Scientists with the National Oceanographic Atmospheric Administration (NOAA) captured and tagged 2,835 sharks in waters from Florida to North Carolina in 2015, up from 1,831 in 2012 -- the last year the survey was completed. Scientists recorded the length, sex, age and location of each of the sharks caught. The survey has been ongoing for 29 years.
Lisa Natanson, a scientist at the Narragansett Laboratory of NOAA Fisheries’ Northeast Fisheries Science Center (NEFSC) and leader of the coastal shark survey, told FoxNews.com that the rise in the shark population is tied to federal regulations limiting commercial shark fishing, which were enacted in 1993.
“They took off a lot of fishing pressure of these species and it gives them a chance to come back,” Natanson said.
The survey – conducted every two to three years -- covers routes along the East Coast where many species migrate as waters become warmer, making it easier to keep tabs on the population, according to the NOAA.
Sandbar, Atlantic sharpnose, dusky, and tiger sharks were the most common amongst the 13 species caught this year onboard the 100-foot charter fishing vessel Eagle Eye II, which set sail from Port Royal, S.C. and  Ft. Pierce, Fla., from April to May.
Natanson told FoxNews.com that researchers – who used a line with baited shark hooks to catch the fish -- saw an uptick in numbers in waters off Florida.
“Usually we get a few here and there on the first few sets,” she said. “But we were getting a lot.”
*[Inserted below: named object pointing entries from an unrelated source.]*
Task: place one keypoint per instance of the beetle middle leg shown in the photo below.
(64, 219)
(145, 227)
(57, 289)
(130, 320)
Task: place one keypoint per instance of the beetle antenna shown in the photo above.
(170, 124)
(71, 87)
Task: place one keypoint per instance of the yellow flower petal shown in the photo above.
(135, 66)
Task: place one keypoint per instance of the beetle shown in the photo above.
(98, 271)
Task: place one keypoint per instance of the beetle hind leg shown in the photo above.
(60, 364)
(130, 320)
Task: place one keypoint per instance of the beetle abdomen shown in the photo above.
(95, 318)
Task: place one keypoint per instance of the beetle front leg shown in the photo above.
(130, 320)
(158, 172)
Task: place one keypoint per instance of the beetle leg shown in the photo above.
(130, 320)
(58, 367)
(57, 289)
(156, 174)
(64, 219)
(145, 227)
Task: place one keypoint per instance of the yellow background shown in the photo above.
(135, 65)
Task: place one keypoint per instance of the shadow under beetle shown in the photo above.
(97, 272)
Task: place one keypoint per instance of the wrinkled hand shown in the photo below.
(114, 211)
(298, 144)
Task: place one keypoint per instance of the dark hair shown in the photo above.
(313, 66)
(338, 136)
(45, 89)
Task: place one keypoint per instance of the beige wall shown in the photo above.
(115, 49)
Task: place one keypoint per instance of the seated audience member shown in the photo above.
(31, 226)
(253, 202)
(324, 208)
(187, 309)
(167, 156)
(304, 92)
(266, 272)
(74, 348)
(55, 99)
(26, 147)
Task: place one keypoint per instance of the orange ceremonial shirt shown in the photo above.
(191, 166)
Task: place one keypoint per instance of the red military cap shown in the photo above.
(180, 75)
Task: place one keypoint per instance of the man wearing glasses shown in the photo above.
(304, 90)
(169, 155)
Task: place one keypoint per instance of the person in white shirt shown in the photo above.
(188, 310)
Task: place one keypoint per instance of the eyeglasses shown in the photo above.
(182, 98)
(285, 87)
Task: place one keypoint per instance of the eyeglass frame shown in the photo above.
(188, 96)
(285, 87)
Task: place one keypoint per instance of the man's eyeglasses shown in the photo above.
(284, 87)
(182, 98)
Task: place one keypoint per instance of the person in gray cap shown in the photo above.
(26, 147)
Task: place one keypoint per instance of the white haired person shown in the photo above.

The announcement comes in the wake of a string of shark attacks in North Carolina in June and July. Eight people were attacked -- the most in a year in since the Florida Museum of Natural History began tracking shark incidents 80 years ago. The previous high for North Carolina was five bites in 2010, The Virginian Pilot reported.
Despite the increased shark population, Natanson said beachgoers should not assume that there will be a rise in attacks, although “there is always going to be a risk.
“Just because there are a lot of sharks out there doesn’t mean there are going to be more coming in to bite people,” she told FoxNews.com, adding that the survey was conducted in areas where people were not swimming.
Around 2,179 of the sharks captured in the survey were tagged and released, 434 were brought aboard, and 222 were released untagged. The sharks that did not survive capture were dissected at sea to obtain biological samples for studies on shark age and growth, reproduction, and food habits, the NOAA said.